26.02.2014; Text: Monthy, Bilder: Fraui
Eigentlich ist es ja ziemlich offensichtlich. "Fraui" bezeichnet nicht das Geschlecht dieses Mundartsängers sondern leitet sich von seinem Nachnamen ab. Trotzdem aber gibt es solche Verwechslungen, wie mir Fraui auf Anfrage bestätigt: "Ich werde tatsächlich oft auf den Namen angesprochen - aber eigentlich nur von Bernern... Wieso weiss ich nicht. Es scheint irgendwie mit dem Dialekt zusammen zu hängen. Ich habe viele Freunde in Bern wie Slädu oder Häni. Und für die scheint es ein Problem zu sein.
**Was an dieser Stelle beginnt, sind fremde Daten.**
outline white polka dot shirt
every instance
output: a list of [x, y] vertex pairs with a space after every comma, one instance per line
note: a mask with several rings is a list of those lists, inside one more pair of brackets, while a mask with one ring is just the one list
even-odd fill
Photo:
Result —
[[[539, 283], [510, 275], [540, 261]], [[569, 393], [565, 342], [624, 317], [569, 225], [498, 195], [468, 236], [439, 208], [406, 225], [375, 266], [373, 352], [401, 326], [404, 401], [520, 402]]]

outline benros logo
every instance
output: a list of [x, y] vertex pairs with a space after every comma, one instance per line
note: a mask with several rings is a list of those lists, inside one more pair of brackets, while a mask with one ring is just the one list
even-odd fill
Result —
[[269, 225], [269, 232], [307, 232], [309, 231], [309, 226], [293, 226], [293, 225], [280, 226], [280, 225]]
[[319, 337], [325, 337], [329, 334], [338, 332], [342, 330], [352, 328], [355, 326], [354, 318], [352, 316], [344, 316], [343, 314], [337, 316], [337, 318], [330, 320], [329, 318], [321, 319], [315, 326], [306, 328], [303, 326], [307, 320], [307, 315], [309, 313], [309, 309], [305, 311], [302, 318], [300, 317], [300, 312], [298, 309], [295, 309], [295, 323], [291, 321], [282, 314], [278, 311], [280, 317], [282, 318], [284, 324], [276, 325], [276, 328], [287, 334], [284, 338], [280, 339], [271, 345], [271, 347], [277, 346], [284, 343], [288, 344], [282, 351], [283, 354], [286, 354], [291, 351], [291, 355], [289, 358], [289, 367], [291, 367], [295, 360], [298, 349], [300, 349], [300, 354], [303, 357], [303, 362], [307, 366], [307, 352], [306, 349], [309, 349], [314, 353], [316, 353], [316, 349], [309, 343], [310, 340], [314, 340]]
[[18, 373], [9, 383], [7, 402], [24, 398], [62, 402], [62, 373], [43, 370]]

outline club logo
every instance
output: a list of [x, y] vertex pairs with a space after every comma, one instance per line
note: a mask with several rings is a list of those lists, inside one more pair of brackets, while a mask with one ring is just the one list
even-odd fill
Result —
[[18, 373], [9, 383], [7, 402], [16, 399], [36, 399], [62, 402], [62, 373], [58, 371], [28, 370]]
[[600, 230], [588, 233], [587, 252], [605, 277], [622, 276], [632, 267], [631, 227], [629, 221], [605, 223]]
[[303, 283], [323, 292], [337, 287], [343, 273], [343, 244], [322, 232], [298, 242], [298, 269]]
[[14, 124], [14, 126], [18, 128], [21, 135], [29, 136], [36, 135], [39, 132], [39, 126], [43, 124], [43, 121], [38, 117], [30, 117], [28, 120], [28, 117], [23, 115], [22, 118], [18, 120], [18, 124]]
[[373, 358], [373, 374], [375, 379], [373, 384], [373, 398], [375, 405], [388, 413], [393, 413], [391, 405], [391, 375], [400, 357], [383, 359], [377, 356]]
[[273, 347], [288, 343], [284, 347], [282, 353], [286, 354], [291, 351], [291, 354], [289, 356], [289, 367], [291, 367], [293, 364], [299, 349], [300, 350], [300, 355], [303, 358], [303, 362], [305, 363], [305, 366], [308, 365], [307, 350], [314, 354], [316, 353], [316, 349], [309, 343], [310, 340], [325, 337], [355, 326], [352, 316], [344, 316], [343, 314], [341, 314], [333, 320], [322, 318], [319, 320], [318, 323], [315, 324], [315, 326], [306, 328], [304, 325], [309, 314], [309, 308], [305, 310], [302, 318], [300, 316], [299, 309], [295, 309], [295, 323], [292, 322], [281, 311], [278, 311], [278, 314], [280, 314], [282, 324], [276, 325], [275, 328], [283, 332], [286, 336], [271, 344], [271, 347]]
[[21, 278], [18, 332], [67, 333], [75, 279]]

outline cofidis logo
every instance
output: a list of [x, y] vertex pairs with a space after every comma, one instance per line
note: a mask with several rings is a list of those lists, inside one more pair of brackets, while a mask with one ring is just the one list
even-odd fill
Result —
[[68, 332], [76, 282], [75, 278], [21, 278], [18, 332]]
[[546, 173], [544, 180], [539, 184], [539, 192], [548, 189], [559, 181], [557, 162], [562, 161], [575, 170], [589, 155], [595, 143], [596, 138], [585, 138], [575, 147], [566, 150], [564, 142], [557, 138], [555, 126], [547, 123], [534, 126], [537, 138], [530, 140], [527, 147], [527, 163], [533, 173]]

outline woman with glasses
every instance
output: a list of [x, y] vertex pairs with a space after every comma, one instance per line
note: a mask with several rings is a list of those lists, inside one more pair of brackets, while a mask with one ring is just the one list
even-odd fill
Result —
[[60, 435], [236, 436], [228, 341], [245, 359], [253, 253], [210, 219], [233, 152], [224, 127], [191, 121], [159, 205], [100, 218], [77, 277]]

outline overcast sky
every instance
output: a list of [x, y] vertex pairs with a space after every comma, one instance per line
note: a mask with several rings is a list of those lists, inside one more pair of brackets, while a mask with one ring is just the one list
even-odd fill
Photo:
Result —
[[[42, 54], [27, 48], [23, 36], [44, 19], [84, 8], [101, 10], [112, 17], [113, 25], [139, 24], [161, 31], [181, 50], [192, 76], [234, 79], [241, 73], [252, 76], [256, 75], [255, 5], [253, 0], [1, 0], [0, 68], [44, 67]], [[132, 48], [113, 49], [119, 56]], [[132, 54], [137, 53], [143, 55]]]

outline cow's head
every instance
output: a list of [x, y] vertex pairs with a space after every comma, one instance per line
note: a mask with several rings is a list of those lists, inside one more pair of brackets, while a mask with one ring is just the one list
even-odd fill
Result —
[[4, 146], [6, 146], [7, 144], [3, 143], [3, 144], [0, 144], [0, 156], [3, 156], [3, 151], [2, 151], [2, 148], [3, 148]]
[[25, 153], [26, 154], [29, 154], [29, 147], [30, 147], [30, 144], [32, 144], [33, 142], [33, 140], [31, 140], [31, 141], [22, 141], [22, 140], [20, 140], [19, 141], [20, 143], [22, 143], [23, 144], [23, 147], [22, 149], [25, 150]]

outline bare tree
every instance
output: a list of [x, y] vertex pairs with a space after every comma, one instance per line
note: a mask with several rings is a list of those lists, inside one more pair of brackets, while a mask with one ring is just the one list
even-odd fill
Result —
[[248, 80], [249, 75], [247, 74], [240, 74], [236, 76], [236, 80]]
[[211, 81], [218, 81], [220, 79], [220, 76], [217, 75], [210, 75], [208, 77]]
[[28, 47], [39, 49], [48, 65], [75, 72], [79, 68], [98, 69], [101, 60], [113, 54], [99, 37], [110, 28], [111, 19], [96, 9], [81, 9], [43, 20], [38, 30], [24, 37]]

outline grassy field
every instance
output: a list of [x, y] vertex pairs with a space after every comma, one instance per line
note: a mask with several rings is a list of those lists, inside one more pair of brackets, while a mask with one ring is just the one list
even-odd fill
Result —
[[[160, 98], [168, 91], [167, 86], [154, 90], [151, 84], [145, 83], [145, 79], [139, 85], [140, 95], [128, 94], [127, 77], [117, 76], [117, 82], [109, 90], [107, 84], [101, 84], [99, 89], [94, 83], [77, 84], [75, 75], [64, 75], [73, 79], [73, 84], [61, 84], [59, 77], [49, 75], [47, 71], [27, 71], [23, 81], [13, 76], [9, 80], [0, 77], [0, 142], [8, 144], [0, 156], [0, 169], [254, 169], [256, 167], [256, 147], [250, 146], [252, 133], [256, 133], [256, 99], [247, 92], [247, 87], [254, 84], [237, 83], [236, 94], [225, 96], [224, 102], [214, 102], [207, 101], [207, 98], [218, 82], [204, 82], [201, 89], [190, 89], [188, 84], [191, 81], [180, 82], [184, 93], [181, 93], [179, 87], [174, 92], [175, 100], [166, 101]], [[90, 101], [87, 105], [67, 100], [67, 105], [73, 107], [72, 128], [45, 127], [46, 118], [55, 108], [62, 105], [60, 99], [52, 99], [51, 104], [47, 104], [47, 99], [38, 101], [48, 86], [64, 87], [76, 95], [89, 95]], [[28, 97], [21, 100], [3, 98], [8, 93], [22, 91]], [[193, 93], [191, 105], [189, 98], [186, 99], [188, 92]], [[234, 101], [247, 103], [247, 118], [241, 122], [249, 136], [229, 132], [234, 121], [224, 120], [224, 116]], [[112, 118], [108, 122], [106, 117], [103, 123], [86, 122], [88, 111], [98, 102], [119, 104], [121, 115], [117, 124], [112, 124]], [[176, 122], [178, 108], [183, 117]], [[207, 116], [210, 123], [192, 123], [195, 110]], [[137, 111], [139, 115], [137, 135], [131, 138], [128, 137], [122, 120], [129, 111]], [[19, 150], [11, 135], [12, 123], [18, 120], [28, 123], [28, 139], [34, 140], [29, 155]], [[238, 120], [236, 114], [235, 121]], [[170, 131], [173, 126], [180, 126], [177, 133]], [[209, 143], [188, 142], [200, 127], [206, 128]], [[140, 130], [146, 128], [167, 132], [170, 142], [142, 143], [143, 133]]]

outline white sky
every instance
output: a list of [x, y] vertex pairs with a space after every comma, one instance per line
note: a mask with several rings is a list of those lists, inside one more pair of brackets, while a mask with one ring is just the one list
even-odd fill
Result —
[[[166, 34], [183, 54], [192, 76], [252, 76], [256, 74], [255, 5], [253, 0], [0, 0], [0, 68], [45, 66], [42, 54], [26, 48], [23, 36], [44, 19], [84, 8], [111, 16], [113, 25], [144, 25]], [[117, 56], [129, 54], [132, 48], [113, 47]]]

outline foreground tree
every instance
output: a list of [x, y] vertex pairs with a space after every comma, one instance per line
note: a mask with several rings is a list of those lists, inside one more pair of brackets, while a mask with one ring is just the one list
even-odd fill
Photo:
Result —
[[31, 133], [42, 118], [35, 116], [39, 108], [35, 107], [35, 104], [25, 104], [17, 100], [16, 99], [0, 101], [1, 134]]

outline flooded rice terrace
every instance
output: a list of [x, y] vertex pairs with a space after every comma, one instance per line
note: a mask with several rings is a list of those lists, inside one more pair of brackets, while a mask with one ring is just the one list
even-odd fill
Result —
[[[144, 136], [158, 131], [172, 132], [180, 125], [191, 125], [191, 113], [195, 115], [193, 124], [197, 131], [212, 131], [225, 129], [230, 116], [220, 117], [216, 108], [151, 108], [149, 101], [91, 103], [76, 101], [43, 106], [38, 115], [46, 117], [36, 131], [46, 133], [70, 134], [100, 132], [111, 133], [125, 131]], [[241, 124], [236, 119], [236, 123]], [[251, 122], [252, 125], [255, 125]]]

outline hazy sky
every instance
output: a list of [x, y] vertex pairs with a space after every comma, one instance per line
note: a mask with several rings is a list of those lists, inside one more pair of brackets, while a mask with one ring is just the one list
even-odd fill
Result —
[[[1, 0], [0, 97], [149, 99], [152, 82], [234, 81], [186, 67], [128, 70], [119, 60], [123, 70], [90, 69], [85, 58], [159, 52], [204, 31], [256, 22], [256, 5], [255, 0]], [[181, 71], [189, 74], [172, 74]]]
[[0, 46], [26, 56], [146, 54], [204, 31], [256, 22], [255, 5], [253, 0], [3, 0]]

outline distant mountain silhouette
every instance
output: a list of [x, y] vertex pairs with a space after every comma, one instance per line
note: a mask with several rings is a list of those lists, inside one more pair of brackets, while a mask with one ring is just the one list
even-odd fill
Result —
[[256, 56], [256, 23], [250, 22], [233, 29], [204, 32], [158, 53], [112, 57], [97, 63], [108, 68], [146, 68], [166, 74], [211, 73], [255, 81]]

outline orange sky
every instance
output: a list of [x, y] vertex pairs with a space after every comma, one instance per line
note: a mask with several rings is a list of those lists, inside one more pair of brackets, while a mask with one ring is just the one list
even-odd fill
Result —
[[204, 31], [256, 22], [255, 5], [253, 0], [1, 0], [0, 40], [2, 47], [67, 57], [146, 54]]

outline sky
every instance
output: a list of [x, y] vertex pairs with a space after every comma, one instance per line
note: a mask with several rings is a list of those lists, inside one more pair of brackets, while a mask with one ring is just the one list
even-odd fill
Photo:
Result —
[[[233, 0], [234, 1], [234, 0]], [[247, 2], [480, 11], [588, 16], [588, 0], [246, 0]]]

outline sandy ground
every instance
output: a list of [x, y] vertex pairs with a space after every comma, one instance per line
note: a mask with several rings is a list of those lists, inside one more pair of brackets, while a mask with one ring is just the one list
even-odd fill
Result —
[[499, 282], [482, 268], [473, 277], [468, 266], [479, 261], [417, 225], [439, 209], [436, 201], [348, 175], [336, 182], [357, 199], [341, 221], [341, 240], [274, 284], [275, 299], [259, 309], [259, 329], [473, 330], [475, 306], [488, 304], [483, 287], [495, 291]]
Die wollen oder können mich nach eigenen Angaben nicht Fraui nennen und weichen dann halt auf Fäbu oder so aus...". In Zürich sagt man dem Frauenfelder aber halt eben Fraui - und daran werden sich hoffentlich auch die Berner noch gewöhnen. Und damit sind wir auch gleich beim Thema angelangt. Denn obwohl ich der Zürcher Mundart keineswegs die Tradition absprechen will, ist der Dialekt halt eben schon ein Issue - wenn man nicht Berner ist. Oder? - Fraui: "Auch das ist ein Berner Thema... Es kommt halt viel von dort und Bern hatte lange eine Vorreiterrolle in der Mundart. Ich denke aber, dass einige Künstler in den letzten Jahren gezeigt haben, dass Mundart nicht aus der Hauptstadt kommen muss. Ich selbst bin ein grosser Fan von Berner Mundart, bin mit Patent Ochsner, Züri West und Gölä aufgewachsen. Im Endeffekt sollte es aber egal sein, welchen Dialekt man spricht." Seinen Ursprung hat meine Frage übrigens in der Innerschweiz. Padi von Mash hatte sich mittels bernischem Heimatort quasi ins Kerngebiet der Mundart eingeschlichen und sein Song "i bi o vo Bärn" hat dementsprechend grossen Anteil an diesem Cliché. Einen Heimatort in Bern hat Fraui übrigens nicht zu bieten - "...aber dafür Verwandte...", meint er süffisant.
Cover Danke von Fraui
Als Vorbereitung aufs Interview hatte ich mir "nur" den Albumtrailer von Fraui, der übrigens zu jedem seiner 13 Songs ein Video anbietet, angesehen. Das finde ich gar nicht schlecht, weil ich so den exakt gleichen Wissenstand habe wie der Hörer bzw. Leser da draussen. Manchmal glaubte ich dabei sogar stellenweise tatsächlich Berndeutsch zu hören, obwohl Frauis "Züritüütsch" eigentlich recht ausgeprägt ist. Es kann sich dabei höchstens um ein unterbewusstes Übernehmen von Worten aus seinem Berner Umfeld handeln, einigen wir uns bald, denn extra würde er das nicht machen, so wie etwa Boni Koller im "Pizzaiolo". Auch thematisch outet sich der Zürcher als ein Berner, der einfach ein bisschen schneller unterwegs ist - etwa mit dem Song "Gurten". Für mich ist es zwar natürlich nicht neu (Adi Stern, Baschi usw), trotzdem merke ich, dass ich mir Frauis Songs ein, zweimal mehr anhören muss, bis der Dialekt keine Schwelle mehr für mich darstellt. "Ich kann das selbst nur schwer beurteilen. Wenn ich aber das Feedback der Leute zum Massstab nehmen, dann ist Mundart in Züritüütsch auch nichts Exotisches mehr.", stellt Fraui richtig und ich will Toni Vescoli nicht unerwähnt lassen, der schon zu Polos Anfangszeiten einen Zürcher Kontrastpunkt gesetzt hatte.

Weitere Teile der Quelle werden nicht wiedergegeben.